However, Israel also marks the anniversary of its establishment with an unusual ritual: the International Bible Quiz (Hidon ha-Tanach). Often presided over by the President or Prime Minister of the State of Israel, the competition, held in Jerusalem, gathers high school students from across the Jewish world to showcase their scriptural prowess on national television. The event has a 40-year history and a pedigree that is older than the state itself, deeply intertwined with the ideological underpinnings of Zionism.

People, Land…Book?

How did the Bible become a part of Israeli national pride? And why hold a quiz on a day meant for celebration?
international bible contest
Many early Zionists were drawn to the Bible because of its mythic-heroic narratives and national perspective. They viewed the Bible as the perfect model for Jewish national rebirth in its homeland, and believed the Bible would allow for a people liberated from the diasporic, legalistic, restrictive, and passive Jewish political existence embodied, in their view, by the Talmud. These Zionists were abandoning a religious Jewish way of life, but by taking hold of the Bible (minus its religious prescriptions) they were establishing themselves as authentically consistent with Jewish values and Jewish continuity. Moreover, by using the ‘first” Jewish book as its guide, the movement implied that it was returning to the original (but since abandoned) purpose of Jewish civilization.

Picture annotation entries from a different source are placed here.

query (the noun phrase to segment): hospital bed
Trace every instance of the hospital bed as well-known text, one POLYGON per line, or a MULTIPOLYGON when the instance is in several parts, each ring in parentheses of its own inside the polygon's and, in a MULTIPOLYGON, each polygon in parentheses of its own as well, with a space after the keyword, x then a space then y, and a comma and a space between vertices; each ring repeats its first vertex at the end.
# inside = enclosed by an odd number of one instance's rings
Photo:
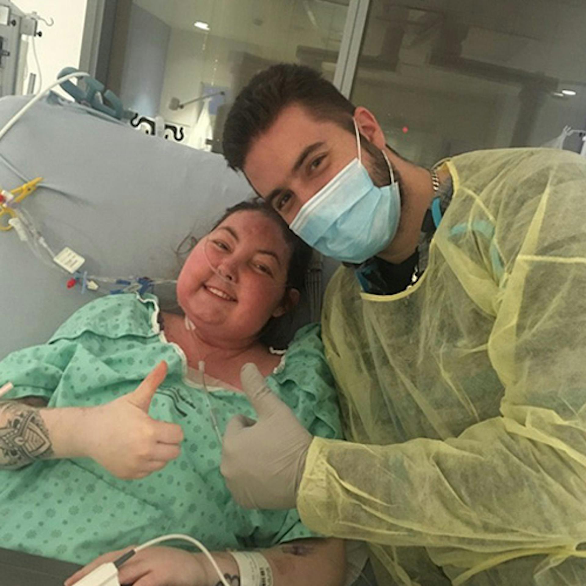
MULTIPOLYGON (((29 100, 0 100, 0 128, 29 100)), ((253 195, 221 156, 146 135, 54 93, 0 139, 0 197, 39 178, 14 209, 46 247, 32 243, 30 231, 23 241, 16 229, 0 230, 0 359, 46 341, 77 309, 113 290, 144 287, 154 290, 164 308, 176 309, 173 280, 181 264, 180 245, 189 235, 206 233, 227 207, 253 195), (74 270, 56 265, 47 248, 57 256, 69 251, 73 255, 62 264, 74 270), (84 262, 78 267, 80 258, 84 262)), ((0 218, 0 228, 6 220, 0 218)), ((336 268, 321 259, 314 263, 311 302, 282 333, 283 346, 297 328, 319 318, 323 285, 336 268)), ((15 556, 0 550, 0 573, 2 564, 18 571, 15 556)), ((351 557, 363 563, 363 552, 351 557)), ((52 567, 60 575, 70 569, 30 560, 29 572, 52 567)))

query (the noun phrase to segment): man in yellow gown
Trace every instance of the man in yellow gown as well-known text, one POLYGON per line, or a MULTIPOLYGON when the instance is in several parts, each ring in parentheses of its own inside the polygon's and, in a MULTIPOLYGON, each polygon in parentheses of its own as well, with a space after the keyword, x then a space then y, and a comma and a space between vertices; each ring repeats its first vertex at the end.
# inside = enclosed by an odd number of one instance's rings
POLYGON ((322 322, 349 441, 311 437, 249 379, 258 422, 224 438, 237 500, 368 541, 381 584, 586 583, 586 162, 423 169, 295 65, 243 90, 224 147, 345 263, 322 322))

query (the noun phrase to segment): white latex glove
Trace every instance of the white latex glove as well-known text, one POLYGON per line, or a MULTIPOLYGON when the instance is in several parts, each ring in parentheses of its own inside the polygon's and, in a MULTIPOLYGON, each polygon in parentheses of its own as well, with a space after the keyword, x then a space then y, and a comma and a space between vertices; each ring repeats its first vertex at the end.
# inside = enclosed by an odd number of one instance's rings
POLYGON ((242 506, 293 508, 313 438, 266 386, 254 364, 244 364, 240 380, 258 421, 243 415, 230 420, 220 469, 242 506))
POLYGON ((180 427, 148 415, 166 376, 163 362, 132 393, 87 410, 83 422, 84 455, 126 480, 143 478, 177 458, 183 440, 180 427))

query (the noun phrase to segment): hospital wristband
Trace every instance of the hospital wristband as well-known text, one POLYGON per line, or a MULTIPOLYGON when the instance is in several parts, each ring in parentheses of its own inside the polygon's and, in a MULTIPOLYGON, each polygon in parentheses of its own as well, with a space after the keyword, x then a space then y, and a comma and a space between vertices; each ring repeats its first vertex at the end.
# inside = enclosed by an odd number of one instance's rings
POLYGON ((240 573, 240 586, 274 586, 268 561, 258 551, 230 551, 240 573))

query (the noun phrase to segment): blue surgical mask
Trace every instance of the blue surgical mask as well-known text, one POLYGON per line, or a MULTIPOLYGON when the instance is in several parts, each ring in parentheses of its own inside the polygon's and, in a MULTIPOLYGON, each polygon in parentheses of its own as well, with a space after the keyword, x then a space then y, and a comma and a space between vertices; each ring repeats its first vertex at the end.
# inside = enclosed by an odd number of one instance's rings
POLYGON ((399 186, 381 151, 391 183, 377 187, 362 164, 360 135, 354 128, 358 156, 306 202, 291 229, 322 254, 359 264, 384 250, 397 233, 401 215, 399 186))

The Origins of the Competition

This project of “Jewish renewal” found its fullest articulation in the leadership of David Ben-Gurion. In public addresses rich with biblical language, Ben-Gurion consistently adopted messages from the Bible to describe the state’s “destiny.” After 1948–as efforts to ground the young state in a historical past intensified, especially through archaeology–Ben-Gurion became a model student of the Bible. He held regular study sessions in his home that were attended by scholars and members of his cabinet.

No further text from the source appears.